Lena Pack’s “Three Musicians” and “Grandma” are among her works of art on display in Beth-El Congregation’s boardroom through the end of April.
“The Legacy of Lena Pack” marks the beginning of Beth-El Congregation’s 2019 Art Exhibit program. Pack was a Bedford painter, sculptor, colorist, printmaker and art teacher; her art will fill the walls of the Beth-El boardroom through the end of April.
Beth-El Congregation will host a combined Shabbat service with Congregation Beth Shalom at 7:30 p.m. Friday, Jan. 11, followed by a reception for many of Pack’s friends and admirers to view the exhibit.
Pack, who died in 2016 at age 88, was both a congregant and a longtime religious school teacher at Arlington’s Beth Shalom. Raised in New York City, she was the daughter of an engraver and attended a high school for the visual arts. Later, while working at Saks Fifth Avenue in New York, she met and married a Jewish man, Isaac Pack. Widowed at a relatively young age, she subsequently converted to Judaism and worked as a travel agent and a nurse.

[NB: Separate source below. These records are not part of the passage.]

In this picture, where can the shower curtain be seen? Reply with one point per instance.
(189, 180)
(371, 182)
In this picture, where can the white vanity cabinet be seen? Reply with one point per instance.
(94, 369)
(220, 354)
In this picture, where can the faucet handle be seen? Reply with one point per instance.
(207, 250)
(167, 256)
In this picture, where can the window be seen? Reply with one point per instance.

Upon retiring, she took up art and moved to Bedford in the early 1990s to care for her ailing sister. Although she was a painter, sculptor and printmaker, painting was her primary form of visual expression and way to tell a story. Inspired by family, friends, Judaism and her travels, her paintings were signed L.I. Pack, the “I” in memory of her husband, Isaac.
For nearly three decades, her work was showcased at numerous galleries in Texas, culminating with displays at her studio in the Stock Yards Rodeo Plaza Art Gallery. There, she sold her collages, drawings and intensely colorful canvases. For admirers with little money to spend, Pack turned reproductions of her work into note cards.
Pack’s many friends each have several of her works of art in their homes. “Her identity was synonymous with her art,” close friend Christine Posnock said.
In an artist’s statement, Pack said of herself: “Painting has always been my primary visual expression…Fantasy, childhood, mythology, and primitive innocence are all grist for my imaginative mill…I am compelled to embody texture on canvas and to explore that fascination with sculpture, collage, print making and fabric art…I fortify my colorist approach with strong design elements. The content is determined by my feeling for the subject. When the feeling has been truly expressed, it is evident to all. Ultimately, my responsibility is to be true to my vision.”